Building agent fleet architectures your CISO doesn't hate

Hello everyone, welcome. So, today we'll be talking basically about CISO-approved Agent Fleet Architecture. So, my name is Lou. I'll actually jump into that. So, my name is Lou. I am a field TTO at a company called Gitpod. In a past life, you know, for many years, basically software engineering and platform engineering is my background, but for the last four years, actually nearly four years, I've been working at Gitpod effectively building a platform for automated development environments.

What I'm going to talk about today is actually the journey over the last, even extends beyond my tenure at the company for the last sort of six years, building our sort of product infrastructure and architecture for secure environments, particularly around regulated industries and that kind of thing. I assume they'll probably, in fact, actually, I think I'm already on the next slide.

So, yeah. So, in terms of like who this talk is for, so different aspects. So, first aspect is really about how do we start to think about how technical architectures of product affect our business. If you're a vendor, this is obviously something for you.
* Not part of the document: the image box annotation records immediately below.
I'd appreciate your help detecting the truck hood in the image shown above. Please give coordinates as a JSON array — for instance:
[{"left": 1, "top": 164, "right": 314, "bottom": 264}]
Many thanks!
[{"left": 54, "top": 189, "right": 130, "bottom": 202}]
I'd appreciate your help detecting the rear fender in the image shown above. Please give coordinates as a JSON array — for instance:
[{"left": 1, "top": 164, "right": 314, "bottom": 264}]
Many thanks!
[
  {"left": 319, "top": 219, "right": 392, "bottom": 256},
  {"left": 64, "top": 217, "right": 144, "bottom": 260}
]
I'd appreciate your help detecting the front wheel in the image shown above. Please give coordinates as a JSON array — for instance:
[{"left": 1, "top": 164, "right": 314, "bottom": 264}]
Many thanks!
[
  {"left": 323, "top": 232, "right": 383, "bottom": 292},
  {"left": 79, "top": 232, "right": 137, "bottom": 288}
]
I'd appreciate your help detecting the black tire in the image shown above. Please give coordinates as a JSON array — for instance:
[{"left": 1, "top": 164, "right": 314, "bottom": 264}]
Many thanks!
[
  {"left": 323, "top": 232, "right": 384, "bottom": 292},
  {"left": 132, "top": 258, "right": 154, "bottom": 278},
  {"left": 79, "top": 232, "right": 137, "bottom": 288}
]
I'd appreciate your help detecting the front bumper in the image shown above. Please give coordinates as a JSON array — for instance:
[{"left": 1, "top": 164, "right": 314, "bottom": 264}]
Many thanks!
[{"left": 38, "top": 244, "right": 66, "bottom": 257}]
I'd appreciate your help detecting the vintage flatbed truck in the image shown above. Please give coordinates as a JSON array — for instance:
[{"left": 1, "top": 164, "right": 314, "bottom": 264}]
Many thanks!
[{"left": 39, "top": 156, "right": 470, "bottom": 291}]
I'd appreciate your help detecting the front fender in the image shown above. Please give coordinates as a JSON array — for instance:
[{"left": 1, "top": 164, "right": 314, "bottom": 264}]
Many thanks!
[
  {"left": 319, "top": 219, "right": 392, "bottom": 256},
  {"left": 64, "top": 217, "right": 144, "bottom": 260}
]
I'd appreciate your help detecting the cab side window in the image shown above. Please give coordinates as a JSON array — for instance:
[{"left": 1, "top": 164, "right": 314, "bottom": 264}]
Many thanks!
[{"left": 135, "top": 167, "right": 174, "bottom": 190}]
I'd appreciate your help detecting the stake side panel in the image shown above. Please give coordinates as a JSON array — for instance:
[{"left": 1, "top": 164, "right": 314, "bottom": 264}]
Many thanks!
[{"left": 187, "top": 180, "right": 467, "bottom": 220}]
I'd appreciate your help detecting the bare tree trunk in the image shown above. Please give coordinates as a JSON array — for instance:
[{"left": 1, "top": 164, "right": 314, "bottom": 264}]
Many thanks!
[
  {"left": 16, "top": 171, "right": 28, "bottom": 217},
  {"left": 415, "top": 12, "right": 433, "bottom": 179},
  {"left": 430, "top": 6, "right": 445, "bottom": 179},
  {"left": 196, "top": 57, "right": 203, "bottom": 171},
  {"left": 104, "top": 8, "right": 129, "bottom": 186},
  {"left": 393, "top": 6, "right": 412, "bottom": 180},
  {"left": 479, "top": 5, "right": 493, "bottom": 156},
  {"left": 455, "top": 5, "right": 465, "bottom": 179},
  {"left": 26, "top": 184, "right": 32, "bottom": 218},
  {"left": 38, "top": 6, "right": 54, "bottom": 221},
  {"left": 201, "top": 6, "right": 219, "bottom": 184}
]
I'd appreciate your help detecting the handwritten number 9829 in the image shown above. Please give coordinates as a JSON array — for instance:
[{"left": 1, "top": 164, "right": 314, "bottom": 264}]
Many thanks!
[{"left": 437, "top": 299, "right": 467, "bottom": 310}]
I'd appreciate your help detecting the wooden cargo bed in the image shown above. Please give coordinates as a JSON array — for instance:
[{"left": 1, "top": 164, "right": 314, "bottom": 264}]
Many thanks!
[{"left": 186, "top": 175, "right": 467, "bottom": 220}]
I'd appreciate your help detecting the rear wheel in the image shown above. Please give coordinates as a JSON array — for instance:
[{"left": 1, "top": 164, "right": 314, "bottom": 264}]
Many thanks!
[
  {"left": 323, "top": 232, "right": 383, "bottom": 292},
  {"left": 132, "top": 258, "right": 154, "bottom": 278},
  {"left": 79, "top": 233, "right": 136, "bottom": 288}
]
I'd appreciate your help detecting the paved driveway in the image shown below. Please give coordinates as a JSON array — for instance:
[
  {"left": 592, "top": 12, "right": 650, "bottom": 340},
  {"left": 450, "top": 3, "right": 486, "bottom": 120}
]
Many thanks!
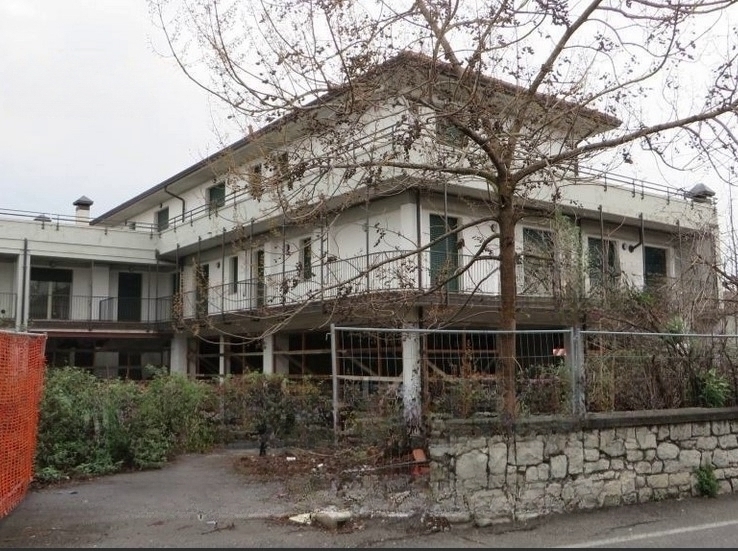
[{"left": 0, "top": 450, "right": 738, "bottom": 548}]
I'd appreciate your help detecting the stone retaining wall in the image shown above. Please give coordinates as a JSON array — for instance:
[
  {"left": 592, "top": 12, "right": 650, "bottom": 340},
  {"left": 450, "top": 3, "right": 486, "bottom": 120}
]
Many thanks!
[{"left": 428, "top": 408, "right": 738, "bottom": 526}]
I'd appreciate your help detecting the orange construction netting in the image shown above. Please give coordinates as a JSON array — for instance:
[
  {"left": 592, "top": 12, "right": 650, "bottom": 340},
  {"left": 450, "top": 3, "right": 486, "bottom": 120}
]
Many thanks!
[{"left": 0, "top": 331, "right": 46, "bottom": 518}]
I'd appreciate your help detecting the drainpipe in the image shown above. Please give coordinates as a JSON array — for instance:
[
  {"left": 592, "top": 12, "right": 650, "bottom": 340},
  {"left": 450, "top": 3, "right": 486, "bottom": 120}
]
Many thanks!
[
  {"left": 164, "top": 186, "right": 185, "bottom": 223},
  {"left": 415, "top": 187, "right": 423, "bottom": 290},
  {"left": 15, "top": 238, "right": 28, "bottom": 331}
]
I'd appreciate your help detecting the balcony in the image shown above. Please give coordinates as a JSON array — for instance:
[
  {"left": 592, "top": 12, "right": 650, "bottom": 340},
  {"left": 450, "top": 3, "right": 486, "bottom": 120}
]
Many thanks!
[
  {"left": 175, "top": 251, "right": 508, "bottom": 319},
  {"left": 26, "top": 294, "right": 172, "bottom": 326}
]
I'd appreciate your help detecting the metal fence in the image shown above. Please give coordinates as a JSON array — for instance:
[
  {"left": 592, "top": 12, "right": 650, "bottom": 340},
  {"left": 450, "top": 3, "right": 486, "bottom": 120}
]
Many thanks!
[{"left": 331, "top": 327, "right": 738, "bottom": 429}]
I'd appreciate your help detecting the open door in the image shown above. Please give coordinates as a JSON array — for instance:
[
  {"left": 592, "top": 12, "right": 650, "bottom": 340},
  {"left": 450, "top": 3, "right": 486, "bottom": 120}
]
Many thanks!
[{"left": 118, "top": 272, "right": 142, "bottom": 321}]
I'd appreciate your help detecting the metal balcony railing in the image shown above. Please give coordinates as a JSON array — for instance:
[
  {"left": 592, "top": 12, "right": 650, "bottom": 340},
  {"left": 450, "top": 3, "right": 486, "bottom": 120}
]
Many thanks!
[{"left": 28, "top": 294, "right": 172, "bottom": 323}]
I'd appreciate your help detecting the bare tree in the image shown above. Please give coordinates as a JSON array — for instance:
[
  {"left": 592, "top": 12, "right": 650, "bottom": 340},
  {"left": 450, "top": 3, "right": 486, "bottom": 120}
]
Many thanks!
[{"left": 150, "top": 0, "right": 738, "bottom": 412}]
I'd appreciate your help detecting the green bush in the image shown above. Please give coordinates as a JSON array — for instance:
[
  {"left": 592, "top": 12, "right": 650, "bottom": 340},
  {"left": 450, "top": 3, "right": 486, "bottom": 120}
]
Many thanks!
[
  {"left": 219, "top": 373, "right": 333, "bottom": 452},
  {"left": 695, "top": 465, "right": 718, "bottom": 497},
  {"left": 35, "top": 367, "right": 218, "bottom": 482},
  {"left": 697, "top": 367, "right": 731, "bottom": 408}
]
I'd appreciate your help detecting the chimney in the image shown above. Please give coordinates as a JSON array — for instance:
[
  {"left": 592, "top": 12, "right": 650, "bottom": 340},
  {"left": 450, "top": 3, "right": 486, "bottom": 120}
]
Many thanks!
[{"left": 72, "top": 195, "right": 92, "bottom": 226}]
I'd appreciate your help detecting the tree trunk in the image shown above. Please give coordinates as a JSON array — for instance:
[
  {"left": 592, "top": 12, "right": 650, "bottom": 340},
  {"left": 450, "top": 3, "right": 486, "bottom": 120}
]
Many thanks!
[{"left": 497, "top": 193, "right": 517, "bottom": 416}]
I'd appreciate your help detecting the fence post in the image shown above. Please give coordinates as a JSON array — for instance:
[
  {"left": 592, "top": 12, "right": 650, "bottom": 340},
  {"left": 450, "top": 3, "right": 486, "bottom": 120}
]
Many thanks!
[
  {"left": 567, "top": 327, "right": 586, "bottom": 416},
  {"left": 331, "top": 323, "right": 338, "bottom": 444}
]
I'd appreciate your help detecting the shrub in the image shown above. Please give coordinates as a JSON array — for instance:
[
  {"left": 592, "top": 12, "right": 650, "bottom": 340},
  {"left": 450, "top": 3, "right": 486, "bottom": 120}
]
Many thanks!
[
  {"left": 695, "top": 465, "right": 718, "bottom": 497},
  {"left": 35, "top": 367, "right": 217, "bottom": 482},
  {"left": 697, "top": 367, "right": 731, "bottom": 408}
]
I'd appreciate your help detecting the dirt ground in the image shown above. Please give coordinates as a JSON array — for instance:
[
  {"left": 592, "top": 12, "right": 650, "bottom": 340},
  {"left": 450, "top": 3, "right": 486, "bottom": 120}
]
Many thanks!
[
  {"left": 0, "top": 449, "right": 738, "bottom": 549},
  {"left": 0, "top": 449, "right": 434, "bottom": 548}
]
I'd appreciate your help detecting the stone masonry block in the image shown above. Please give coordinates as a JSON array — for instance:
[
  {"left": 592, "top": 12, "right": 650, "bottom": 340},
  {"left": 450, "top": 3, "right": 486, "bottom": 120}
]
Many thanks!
[{"left": 656, "top": 442, "right": 679, "bottom": 459}]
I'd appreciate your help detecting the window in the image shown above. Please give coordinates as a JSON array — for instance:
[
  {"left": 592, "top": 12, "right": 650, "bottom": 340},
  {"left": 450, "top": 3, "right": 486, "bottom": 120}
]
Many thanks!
[
  {"left": 436, "top": 116, "right": 467, "bottom": 147},
  {"left": 208, "top": 182, "right": 225, "bottom": 210},
  {"left": 230, "top": 256, "right": 238, "bottom": 293},
  {"left": 156, "top": 207, "right": 169, "bottom": 231},
  {"left": 249, "top": 164, "right": 264, "bottom": 201},
  {"left": 28, "top": 268, "right": 72, "bottom": 320},
  {"left": 522, "top": 228, "right": 554, "bottom": 295},
  {"left": 299, "top": 237, "right": 313, "bottom": 279},
  {"left": 587, "top": 237, "right": 620, "bottom": 287},
  {"left": 430, "top": 214, "right": 459, "bottom": 292},
  {"left": 275, "top": 153, "right": 294, "bottom": 190},
  {"left": 643, "top": 247, "right": 667, "bottom": 287},
  {"left": 195, "top": 264, "right": 210, "bottom": 318}
]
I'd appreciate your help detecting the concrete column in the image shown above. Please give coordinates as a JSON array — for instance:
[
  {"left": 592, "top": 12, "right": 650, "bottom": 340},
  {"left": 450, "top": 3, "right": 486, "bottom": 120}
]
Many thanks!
[
  {"left": 564, "top": 327, "right": 586, "bottom": 416},
  {"left": 262, "top": 335, "right": 290, "bottom": 375},
  {"left": 218, "top": 335, "right": 226, "bottom": 377},
  {"left": 169, "top": 333, "right": 187, "bottom": 375},
  {"left": 402, "top": 324, "right": 422, "bottom": 433},
  {"left": 262, "top": 335, "right": 274, "bottom": 375},
  {"left": 15, "top": 253, "right": 25, "bottom": 331},
  {"left": 274, "top": 335, "right": 290, "bottom": 375}
]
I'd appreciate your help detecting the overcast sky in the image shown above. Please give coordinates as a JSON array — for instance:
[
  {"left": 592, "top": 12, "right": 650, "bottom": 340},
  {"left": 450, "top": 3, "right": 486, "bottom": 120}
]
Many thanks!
[
  {"left": 0, "top": 0, "right": 235, "bottom": 217},
  {"left": 0, "top": 0, "right": 727, "bottom": 229}
]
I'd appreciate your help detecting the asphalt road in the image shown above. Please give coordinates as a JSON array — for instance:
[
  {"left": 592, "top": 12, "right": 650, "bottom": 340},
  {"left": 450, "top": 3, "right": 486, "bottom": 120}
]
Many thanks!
[{"left": 0, "top": 451, "right": 738, "bottom": 548}]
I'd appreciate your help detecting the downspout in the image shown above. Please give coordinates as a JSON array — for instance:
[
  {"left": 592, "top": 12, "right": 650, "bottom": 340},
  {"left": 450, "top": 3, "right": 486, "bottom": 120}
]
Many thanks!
[
  {"left": 415, "top": 187, "right": 423, "bottom": 290},
  {"left": 16, "top": 238, "right": 28, "bottom": 331},
  {"left": 164, "top": 186, "right": 186, "bottom": 223}
]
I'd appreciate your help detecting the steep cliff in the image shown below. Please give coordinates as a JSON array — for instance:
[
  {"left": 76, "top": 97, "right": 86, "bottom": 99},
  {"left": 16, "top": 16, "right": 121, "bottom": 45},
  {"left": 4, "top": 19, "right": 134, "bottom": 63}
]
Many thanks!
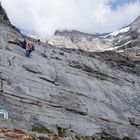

There are probably a bunch of people here as well that are either building or consuming or thinking about AI tools, maybe also in these secure environments.

But then also, if you're a buyer of this as well, I think this talk will also be interesting if you're buying, using or consuming AI tools, thinking about like what architectures might be right for you and what considerations you might want to take throughout that process. So, let's go ahead and actually just jump into it.

So, for a little bit of context, it's very hard to talk about this talk without actually giving a bit of background to the company and what we do. So, Gitpod is basically a platform for secure dev environments. A lot of people sometimes mix this up with things like staging or integration environments, things like that.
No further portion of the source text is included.